It is 1965 and a troop of Khaki Scouts are camping on a
small archipelago, Penzance Island off the coast of New
England . Young Sam Shakusky (Jared Gilman) has run away from Camp
with local girl Suzy Bishop (Kara Hayward). Scout Master Randy Ward (Edward
Norton) and Police Captain Sharp (Bruce Willis) round up a search party,
including Suzy’s parents (Bill Murray and Frances McDormand), and hunt for the
missing pair.
Norton plays it appropriately straight as a man who takes
his scouting very seriously. Willis gives more than a touch of melancholy.
McDormand and Murray are a little quirkier in performance. But they all play
second fiddle to the kids. The two young leads do well, heading this seasoned
cast. There is nothing obvious about newcomer Jared Gilman’s performance. It is
wonderfully unaffected and, as so often with children in real life, unconsciously
eccentric. Kara Hayward has a charming vulnerability and makes for a believable
young sweetheart.
In scripting the film, Wes Anderson reunites, and comes up
trumps again, with Roman Coppola, with whom he wrote The Darjeeling Limited. Moonrise Kingdom
is completely charming and should – as proved in Cannes just recently - melt the iciest of
cynical hearts. It’s as fresh and brilliantly peculiar as anything Anderson ’s done
previously. At times its cartoonishness undermines the emotional heft.
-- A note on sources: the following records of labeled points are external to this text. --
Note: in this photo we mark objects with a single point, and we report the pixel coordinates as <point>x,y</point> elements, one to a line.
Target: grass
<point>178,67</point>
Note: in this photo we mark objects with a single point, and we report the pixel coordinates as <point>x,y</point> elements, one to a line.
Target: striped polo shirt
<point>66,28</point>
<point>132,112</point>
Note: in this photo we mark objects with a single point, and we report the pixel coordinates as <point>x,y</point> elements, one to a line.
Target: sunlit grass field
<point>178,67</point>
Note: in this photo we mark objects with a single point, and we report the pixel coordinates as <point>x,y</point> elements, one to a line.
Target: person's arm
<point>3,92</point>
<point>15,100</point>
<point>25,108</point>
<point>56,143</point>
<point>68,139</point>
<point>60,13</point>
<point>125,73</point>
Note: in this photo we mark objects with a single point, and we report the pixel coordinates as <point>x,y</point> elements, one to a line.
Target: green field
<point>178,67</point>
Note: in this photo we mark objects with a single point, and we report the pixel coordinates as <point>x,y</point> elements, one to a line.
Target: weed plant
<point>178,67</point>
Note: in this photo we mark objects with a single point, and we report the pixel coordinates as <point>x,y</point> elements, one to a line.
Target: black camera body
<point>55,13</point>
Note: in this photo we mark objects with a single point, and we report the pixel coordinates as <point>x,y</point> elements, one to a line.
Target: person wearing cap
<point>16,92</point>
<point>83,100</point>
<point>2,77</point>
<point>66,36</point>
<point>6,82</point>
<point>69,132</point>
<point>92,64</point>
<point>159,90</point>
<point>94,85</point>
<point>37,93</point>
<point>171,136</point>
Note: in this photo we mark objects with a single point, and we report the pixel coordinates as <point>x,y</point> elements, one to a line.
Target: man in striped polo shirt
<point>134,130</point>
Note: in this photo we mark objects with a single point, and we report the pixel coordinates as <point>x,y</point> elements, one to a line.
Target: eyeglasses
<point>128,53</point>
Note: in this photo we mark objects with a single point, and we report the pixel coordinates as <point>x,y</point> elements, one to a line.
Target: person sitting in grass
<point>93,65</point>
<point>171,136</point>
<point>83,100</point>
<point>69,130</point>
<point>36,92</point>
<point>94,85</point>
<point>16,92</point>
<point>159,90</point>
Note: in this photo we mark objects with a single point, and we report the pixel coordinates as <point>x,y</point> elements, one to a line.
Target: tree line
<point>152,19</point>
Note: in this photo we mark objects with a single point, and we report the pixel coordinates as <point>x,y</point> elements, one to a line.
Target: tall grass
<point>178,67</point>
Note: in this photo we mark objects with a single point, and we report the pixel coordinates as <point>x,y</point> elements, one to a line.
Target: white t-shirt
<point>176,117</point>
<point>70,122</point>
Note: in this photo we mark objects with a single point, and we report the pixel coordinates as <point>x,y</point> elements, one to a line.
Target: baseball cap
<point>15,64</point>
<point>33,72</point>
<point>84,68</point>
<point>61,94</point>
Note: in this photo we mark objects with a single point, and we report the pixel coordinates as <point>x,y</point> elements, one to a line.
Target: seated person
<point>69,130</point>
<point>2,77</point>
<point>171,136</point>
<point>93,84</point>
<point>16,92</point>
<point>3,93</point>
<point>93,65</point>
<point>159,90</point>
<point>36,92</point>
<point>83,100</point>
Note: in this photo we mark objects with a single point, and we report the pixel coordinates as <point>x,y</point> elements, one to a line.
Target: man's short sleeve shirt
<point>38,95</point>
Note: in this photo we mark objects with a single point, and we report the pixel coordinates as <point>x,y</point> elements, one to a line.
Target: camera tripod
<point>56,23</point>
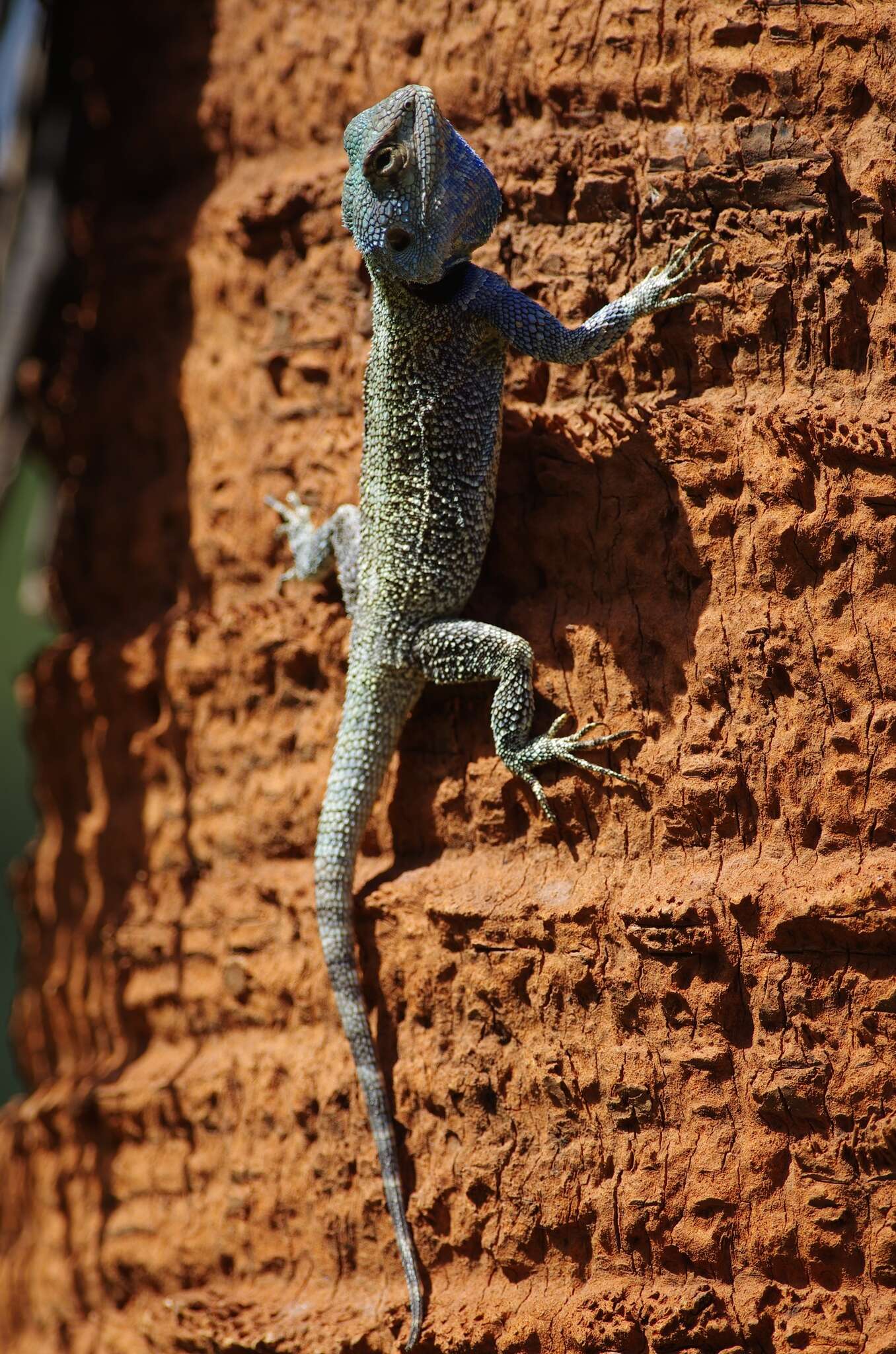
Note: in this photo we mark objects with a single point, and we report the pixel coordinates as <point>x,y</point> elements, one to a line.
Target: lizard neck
<point>406,296</point>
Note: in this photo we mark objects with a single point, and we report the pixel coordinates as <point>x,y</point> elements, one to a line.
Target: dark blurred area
<point>34,122</point>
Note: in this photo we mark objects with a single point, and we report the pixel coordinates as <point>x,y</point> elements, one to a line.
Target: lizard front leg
<point>470,651</point>
<point>316,550</point>
<point>535,331</point>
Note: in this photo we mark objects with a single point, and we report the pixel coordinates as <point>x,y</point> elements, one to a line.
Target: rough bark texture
<point>645,1067</point>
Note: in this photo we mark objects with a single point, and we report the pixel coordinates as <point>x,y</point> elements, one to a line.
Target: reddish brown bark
<point>645,1067</point>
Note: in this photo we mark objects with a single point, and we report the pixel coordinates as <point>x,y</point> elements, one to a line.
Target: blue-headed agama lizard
<point>418,201</point>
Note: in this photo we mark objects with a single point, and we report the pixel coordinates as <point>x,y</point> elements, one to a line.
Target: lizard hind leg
<point>470,651</point>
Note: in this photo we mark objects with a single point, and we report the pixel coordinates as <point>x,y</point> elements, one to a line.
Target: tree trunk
<point>642,1066</point>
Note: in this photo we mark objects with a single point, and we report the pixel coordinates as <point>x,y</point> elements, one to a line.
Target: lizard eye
<point>387,161</point>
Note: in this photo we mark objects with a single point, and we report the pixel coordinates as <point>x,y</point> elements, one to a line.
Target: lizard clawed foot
<point>551,746</point>
<point>662,278</point>
<point>295,527</point>
<point>295,515</point>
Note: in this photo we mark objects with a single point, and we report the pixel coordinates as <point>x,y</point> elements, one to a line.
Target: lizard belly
<point>428,483</point>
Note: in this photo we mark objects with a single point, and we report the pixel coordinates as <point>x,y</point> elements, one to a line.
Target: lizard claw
<point>552,746</point>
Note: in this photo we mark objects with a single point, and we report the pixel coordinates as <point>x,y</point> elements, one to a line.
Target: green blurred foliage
<point>20,638</point>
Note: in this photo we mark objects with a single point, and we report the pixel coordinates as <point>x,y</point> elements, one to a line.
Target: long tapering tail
<point>377,704</point>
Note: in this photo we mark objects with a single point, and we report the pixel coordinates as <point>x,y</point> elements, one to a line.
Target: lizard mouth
<point>398,239</point>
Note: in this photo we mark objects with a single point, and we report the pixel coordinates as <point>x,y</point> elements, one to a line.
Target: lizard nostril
<point>398,239</point>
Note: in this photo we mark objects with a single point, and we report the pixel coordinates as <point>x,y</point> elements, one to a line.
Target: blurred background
<point>33,136</point>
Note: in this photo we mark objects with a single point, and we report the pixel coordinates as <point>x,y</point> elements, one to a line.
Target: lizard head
<point>417,198</point>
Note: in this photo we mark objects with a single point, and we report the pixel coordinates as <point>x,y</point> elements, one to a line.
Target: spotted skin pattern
<point>418,201</point>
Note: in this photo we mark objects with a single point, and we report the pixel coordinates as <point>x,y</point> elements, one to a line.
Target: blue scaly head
<point>417,198</point>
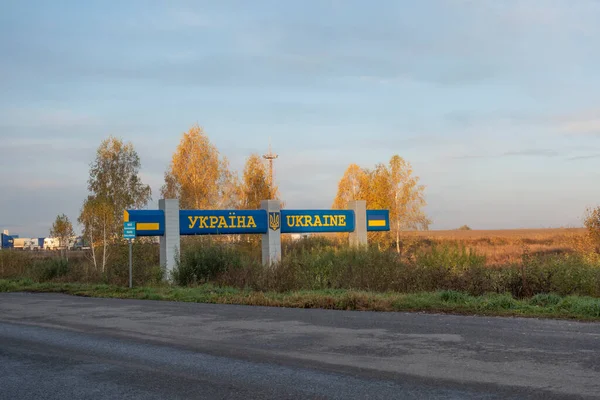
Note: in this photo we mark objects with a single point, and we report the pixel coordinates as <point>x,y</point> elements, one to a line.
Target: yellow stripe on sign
<point>147,226</point>
<point>375,222</point>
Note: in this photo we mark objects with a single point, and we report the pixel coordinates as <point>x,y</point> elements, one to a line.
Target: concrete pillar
<point>271,241</point>
<point>359,236</point>
<point>170,243</point>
As with
all of his films there is depth if you look for it. The director always manages
to captures the seriousness of childhood and here he is given opportunity to
explore that in more detail. It makes me wonder what kind of a kid he
was, himself. I like to think he was just like one of his characters, marching around
giving orders to a lackey traipsing behind him taking notes. But I imagine it
would have been an awful lot of fun – even for that lackey - being his friend.